Secara substantif Tan Malaka mencoba untuk memberikan  upaya preventif bahwa tak semua perjuangan politik bertumpu pada parlemen, termasuk pemilihan kepala daerah yang saat ini menjadi perdebatan publik, melalui RUU Pilkada. 

Atas nama kedaulatan rakyat, secara tegas pilkada ditangan DPR adalah wujud konkret pemangkasan kedaulatan rakyat yang selama ini menjadi hikmah kebijaksanaan yang mengalir dalam setiap proses demokrasi di Indonesia. Apakah pantas dalih untuk mengamalkan sila ke-4 Pancasila “Kerakyatan yang dipimpin oleh hikmah kebijaksanaan dalam permusyawaratan perwakilan” dijadikan semangat untuk mendesak pengesahan RUU Pilkada?

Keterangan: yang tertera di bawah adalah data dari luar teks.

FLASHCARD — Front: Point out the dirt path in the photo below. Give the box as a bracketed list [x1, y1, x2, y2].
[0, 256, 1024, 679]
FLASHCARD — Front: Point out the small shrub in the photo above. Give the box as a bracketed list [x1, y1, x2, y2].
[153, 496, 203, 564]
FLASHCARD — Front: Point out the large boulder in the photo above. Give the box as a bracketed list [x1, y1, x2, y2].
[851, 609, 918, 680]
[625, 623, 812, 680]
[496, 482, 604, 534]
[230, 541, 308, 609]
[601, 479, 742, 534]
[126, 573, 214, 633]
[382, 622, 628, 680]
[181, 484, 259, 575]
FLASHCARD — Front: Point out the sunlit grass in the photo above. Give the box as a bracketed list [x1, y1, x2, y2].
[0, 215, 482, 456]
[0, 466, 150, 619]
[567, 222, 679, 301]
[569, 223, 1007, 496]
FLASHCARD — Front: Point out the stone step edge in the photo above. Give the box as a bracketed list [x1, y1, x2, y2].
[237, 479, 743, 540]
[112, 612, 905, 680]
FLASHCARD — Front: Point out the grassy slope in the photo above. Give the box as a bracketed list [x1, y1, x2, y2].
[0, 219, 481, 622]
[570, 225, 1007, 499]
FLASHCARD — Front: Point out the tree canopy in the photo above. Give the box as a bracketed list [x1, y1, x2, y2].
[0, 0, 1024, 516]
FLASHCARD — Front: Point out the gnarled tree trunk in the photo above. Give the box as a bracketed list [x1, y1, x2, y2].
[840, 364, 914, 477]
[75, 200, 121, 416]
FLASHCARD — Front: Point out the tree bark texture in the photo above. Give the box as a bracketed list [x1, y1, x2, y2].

Pancasila merupakan rangkaian ide normatif yang elastis terhadap perkembangan zaman, setiap nilai yang tercermin dalam Pancasila berusaha membangun dialektika yang substantif. Dalam konteks ini proses politik yang berlangsung di Indonesia masih memerlukan nalar kolektif dari rakyat berupa keberhadiran suara rakyat. Segenap aktivitas politik harus mengutamakan nilai demokrasi yang substantif, dengan adanya pilkada dibawah wewenang DPRD berarti secara pelan-pelan akan membersihkan nalar kolektif dari rakyat, serta menjauhkan hikmah kebijaksanaan itu sendiri yang sejatinya merupakan kemurnian ide dari pancasila.


Siapa yang mengajukan RUU Pilkada?

            Melalui mendagri, masa pemerintahan SBY, RUU ini diajukan untuk masuk dalam ruang legislasi. Namun setelah banyak partai mendukung RUU Pilkada, pasca hasil pemilu diketahui Gamawan Fauzi beserta Dirjen Otonomi Daerah malah berbalik mendukung pilkada langsung. Saat ini kita mengetahui bahwa subyek utama yang mempunyai kapasitas result terhadap kronoli munculnya RUU Pilkada adalah Partai politik, terutama the rulling party di parlemen.
Apabila ingin memperbaiki kualitas demokrasi yang fit dengan kondisi Indonesia maka harus dimulai dengan sistem kepartaian. Harus ada revolusi kelembagaan dan perjuangan internal dari partai untuk mampu menjawab aspirasi rakyat dengan memberikan kader terbaiknya untuk kualifikasi kepemimpinan yang diinginkan secara kolektif melalui kontestasi yang terbuka, melalui Pemilihan langsung. 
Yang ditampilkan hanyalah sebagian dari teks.